Lancaster County law-enforcers sent a public message Tuesday to heroin dealers:
There will be harsh treatment from police and prosecutors.
District Attorney Craig Stedman, joined by several police chiefs and investigators, announced a new sentencing policy for heroin dealers, which includes seeking state prison for almost all charged with felony trafficking.
Lengthy state-prison sentences will be sought for repeat offenders.
Stedman has implemented an office policy for his prosecutors, who will seek those penalties in constructing plea deals and when a judge asks for input at sentencing.
State sentencing guidelines for heroin dealers are far too low, Stedman said, considering the damage caused by those dealing the strongest heroin ever seen here – and at all-time low costs.
“We are focused on prevention, education and treatment,” Stedman said. “We can’t arrest our way out of (this epidemic); however, we can’t take enforcement out of the solution.
“We want to increase the severity of incarceration to compensate for the gravity of the crimes.”
Lancaster city police Chief Keith Sadler said heroin is tied to many police responses and investigations.
Many shootings, homicides, burglaries and robberies, Sadler said, “are directly related to this drug.
“The heroin trade is protected by violence, extortion… It's a competitive business.”
Detective John Burkhart, head of Lancaster County’s Drug Task Force, outlined how the heroin trade has grown here exponentially in recent years.

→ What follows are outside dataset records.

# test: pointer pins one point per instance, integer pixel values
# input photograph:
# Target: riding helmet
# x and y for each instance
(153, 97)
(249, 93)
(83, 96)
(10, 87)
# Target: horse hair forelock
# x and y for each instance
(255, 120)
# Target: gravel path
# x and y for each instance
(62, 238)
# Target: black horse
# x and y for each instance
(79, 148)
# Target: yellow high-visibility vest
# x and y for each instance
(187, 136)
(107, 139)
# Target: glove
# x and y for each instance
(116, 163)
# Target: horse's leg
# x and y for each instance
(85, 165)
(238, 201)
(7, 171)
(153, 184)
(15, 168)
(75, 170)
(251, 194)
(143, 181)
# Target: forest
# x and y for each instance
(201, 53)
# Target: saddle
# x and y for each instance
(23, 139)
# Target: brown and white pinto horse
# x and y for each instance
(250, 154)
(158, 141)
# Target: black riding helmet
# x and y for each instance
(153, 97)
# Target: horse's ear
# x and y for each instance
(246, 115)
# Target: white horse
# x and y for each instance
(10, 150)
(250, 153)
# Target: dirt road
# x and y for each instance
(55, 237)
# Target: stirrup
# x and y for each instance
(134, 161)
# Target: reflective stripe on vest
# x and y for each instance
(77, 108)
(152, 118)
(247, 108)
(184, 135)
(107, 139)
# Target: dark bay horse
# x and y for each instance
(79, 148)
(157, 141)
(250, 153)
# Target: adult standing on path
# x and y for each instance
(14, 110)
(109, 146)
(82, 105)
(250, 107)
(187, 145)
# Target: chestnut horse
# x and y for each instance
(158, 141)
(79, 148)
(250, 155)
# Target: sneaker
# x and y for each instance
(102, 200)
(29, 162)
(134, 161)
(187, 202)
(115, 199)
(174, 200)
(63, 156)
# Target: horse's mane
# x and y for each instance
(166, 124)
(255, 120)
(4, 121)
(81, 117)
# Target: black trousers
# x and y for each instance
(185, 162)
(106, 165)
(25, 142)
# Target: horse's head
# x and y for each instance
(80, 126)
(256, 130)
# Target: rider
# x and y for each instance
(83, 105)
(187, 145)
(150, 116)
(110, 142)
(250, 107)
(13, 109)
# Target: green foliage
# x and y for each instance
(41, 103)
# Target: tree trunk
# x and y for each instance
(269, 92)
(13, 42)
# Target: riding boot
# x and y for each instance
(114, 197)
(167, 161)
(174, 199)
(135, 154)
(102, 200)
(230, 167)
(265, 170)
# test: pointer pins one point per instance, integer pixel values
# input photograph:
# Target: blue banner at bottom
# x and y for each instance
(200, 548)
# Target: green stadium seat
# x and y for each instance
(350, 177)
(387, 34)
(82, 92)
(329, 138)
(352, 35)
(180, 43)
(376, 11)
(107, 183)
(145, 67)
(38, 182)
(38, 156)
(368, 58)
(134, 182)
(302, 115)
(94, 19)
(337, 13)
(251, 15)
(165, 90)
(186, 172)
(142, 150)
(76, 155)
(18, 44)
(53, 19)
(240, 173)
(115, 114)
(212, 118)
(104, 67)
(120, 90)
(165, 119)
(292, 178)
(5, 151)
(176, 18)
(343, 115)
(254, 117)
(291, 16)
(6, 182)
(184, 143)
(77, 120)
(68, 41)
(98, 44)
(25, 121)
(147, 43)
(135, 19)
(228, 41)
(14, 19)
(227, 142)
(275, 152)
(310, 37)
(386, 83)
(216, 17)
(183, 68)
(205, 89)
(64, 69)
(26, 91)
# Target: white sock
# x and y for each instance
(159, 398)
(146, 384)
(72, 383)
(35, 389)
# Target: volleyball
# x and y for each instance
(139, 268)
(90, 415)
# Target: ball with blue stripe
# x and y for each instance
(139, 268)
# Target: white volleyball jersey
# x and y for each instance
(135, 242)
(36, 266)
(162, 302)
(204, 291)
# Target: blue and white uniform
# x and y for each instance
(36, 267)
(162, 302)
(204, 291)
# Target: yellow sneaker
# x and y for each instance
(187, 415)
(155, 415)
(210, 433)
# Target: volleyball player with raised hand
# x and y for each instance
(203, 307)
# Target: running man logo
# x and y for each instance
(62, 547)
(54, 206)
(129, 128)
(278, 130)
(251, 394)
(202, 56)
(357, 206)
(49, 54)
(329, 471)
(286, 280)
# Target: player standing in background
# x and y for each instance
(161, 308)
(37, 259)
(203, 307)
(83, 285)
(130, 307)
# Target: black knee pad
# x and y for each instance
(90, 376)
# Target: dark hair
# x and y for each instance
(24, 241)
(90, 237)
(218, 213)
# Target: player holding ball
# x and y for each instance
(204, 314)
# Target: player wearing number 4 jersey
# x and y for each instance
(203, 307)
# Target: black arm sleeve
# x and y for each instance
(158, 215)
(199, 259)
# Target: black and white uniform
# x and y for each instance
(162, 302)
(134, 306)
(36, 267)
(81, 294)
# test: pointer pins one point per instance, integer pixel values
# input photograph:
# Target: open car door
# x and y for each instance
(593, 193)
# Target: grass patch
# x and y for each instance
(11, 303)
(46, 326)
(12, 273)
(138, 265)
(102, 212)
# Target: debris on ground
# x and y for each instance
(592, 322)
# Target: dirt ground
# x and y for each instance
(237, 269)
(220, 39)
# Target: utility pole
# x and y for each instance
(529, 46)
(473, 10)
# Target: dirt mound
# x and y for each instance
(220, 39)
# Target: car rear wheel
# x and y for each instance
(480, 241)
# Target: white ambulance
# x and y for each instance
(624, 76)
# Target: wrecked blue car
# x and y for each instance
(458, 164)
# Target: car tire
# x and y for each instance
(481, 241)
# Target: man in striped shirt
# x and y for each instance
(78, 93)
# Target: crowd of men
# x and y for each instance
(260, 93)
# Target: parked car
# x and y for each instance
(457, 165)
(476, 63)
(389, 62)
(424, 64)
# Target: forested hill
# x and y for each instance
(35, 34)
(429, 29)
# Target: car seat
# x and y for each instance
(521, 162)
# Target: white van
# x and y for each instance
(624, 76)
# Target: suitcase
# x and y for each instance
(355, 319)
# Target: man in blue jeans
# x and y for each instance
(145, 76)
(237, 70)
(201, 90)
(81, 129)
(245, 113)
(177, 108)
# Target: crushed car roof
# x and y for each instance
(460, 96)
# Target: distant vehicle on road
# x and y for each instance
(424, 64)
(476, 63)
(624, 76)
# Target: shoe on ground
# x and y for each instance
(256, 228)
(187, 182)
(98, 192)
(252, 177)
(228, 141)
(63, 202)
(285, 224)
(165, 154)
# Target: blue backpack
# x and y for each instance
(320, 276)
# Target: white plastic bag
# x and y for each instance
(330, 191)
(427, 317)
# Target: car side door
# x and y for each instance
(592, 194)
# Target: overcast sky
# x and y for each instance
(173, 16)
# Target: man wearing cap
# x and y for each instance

- The Task Force conducted 24 proactive heroin investigations in 2011; that number grew last year to 72.
- From 2006 to 2010, 13 percent of the Task Force’s felony drug charges were primarily for heroin-dealing; So far this year, heroin accounts for 67 percent of the Task Force’s felony caseload.
- In 2011 and 2012, the Task Force had 3 cases involving bulk heroin; since 2013, there have been 29.
Burkhart described dealers as “predatory,” and will go to lengths to keep their illegal drug enterprise afloat.
“A dealer knows when (an addict) is home from rehab. They entice them back into that life,” Burkhart said.
Stedman announced this office policy for his prosecutors, with the notation that exceptions will be made:
- Dealers convicted of having 1-5 grams = 2-year minimum prison sentence; repeat offenders = 3-year minimum.
- Dealers convicted of having 5-50 grams = 3-year minimum; repeat offenders = 5-year minimum.
- Dealers convicted of having over 50 grams = 5-year minimum; repeat offenders = 7-year minimum.
Joining Stedman, Sadler and Burkhart in support of the policy were: Lancaster County Chief Detective Kent Switzer; Lancaster city police Selective Enforcement Unit Head Damon Greathouse; Manor Township police Chief/President of Lancaster County Chiefs Association Todd Graeff; Assistant District Attorney Todd Kriner.